By Stephanie Innes
Arizona Daily Star
Tucson, Arizona | Published: 06.18.2006
 
The effort to elevate one of Tucson’s most important historic figures to Catholic sainthood has taken a major step forward, supporters of the canonization of Father Eusebio Francisco Kino say.
 
One hundred and thirty pounds of documents that support Kino’s beatification — the second to last step toward sainthood — were presented to the Congregation of Rites in Rome on May 4, said Paolo Rossi of the Associazione Culturale Padre Eusebio F. Chini in the village of Segno, Italy, where Kino was born. Chini was Father Kino’s birth name.
 
"People seem to be relieved that the papers are now in Rome," Rossi said.
 
Supporters have no idea when an announcement about Kino’s beatification will be made, he said. The final step after beatification is canonization, or elevation to sainthood, and Rossi said supporters are hopeful that will happen by the 300th anniversary of Kino’s death, in 2011.
 
The impetus for the canonization of the Jesuit priest, whose likeness sits on horseback at 15th Street and Kino Parkway, is coming primarily from Italy and Hermosillo, Rossi said. The Roman Catholic Diocese of Tucson also is supporting the cause.
 
An ardent Kino supporter in Tucson, the Rev. Charles Polzer, died unexpectedly in 2003. Polzer was a retired curator of ethno-history at Arizona State Museum and had worked on the effort to declare Kino a saint since the 1960s.
 
It was Kino’s work in the Sonoran Desert that qualifies him for sainthood, Rossi stressed. Kino is credited with bringing Christianity to the area. Today, about 27 percent of Tucson’s population is Catholic.
 
Kino founded or started 21 missions in the Pimeria Alta, or the land of the upper Pimas, in Northern Sonora and Southern Arizona in the late 1600s and early 1700s in an attempt to turn American Indians in the area to Christianity. The missions include those at San Xavier, Tumacácori and Guevavi.
 
Kino also introduced cattle and new crops to the region. In 1700, he put down the foundations for a church at the village of Bac, on the Santa Cruz River near modern Tucson, to be named after his patron saint, St. Francis Xavier.

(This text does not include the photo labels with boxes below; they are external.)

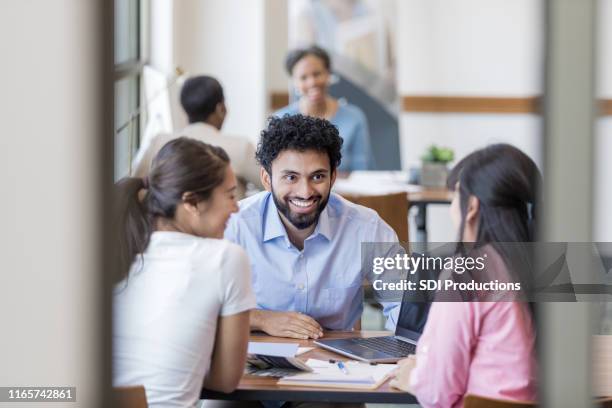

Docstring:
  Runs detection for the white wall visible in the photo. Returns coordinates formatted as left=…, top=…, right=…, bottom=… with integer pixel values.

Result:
left=397, top=0, right=544, bottom=241
left=173, top=0, right=267, bottom=141
left=0, top=0, right=101, bottom=407
left=265, top=0, right=289, bottom=105
left=593, top=0, right=612, bottom=242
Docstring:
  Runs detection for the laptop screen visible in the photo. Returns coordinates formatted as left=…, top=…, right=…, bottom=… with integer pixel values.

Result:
left=395, top=296, right=431, bottom=341
left=395, top=249, right=440, bottom=342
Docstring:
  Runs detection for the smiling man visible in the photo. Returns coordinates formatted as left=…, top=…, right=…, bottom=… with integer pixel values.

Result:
left=225, top=115, right=397, bottom=339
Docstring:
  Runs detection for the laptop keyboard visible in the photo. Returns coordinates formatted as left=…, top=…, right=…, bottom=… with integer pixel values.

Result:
left=351, top=337, right=416, bottom=357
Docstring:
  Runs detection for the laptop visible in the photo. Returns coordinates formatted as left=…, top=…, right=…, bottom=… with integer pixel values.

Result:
left=314, top=291, right=431, bottom=363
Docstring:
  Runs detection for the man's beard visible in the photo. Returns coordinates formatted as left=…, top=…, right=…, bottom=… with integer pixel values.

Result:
left=272, top=187, right=331, bottom=229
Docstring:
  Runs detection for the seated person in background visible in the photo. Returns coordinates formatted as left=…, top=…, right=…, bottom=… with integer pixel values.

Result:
left=275, top=46, right=373, bottom=172
left=225, top=114, right=399, bottom=339
left=113, top=138, right=255, bottom=407
left=134, top=75, right=262, bottom=199
left=392, top=144, right=541, bottom=407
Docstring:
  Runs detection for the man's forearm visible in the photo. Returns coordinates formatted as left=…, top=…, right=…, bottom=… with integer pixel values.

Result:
left=250, top=309, right=267, bottom=331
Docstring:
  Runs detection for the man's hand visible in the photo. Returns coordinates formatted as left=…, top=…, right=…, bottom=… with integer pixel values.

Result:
left=390, top=354, right=416, bottom=392
left=251, top=310, right=323, bottom=339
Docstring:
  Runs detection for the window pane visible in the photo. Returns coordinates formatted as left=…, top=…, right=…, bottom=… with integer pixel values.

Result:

Kino’s dream of a church here later was realized by Franciscans and Tohono O’odham Indians, who built the stunning structure of San Xavier del Bac. It remains an active church, recently restored, at the site of the northernmost post on Kino’s mission circuit.
 
The committee to declare Kino a saint formally began its work after a skeleton identified as Kino’s was discovered in 1966 in Magdalena de Kino, Sonora, 50 miles south of Nogales.
 
In 1967, the process began with Carlos Quintero-Arce, archbishop of Hermosillo, Sonora, who retired in the late 1990s. The current archbishop of Hermosillo, José Ulises Macías Salcedo, has continued the work by constituting a tribunal that includes Quintero-Arce and several priests in the Archdiocese of Hermosillo to make a formal case for beatification.
 
Though many missionaries who converted indigenous populations to Christianity have been criticized, Polzer told the Star in 2000 that Kino always resisted Spanish military policy toward American Indians and dealt with all people respectfully, never exploiting them.
 
Indeed, members of the Tohono O’odham Nation continue to make pilgrimages to Kino’s gravesite in Magdalena de Kino each fall, and until the early 1990s the tribe held re-enactments of Kino’s arrival in the Sonoran Desert. About 85 percent of the tribe is Catholic.
 
A possible stumbling block to Kino’s canonization may be that the Vatican requires evidence of two miracles linked to the person’s intervention before sainthood can be approved, Rossi said. But he said supporters remain faithful.
"One of the things Father Polzer always said is it’s a miracle his memory is being kept alive after so many years," Rossi said.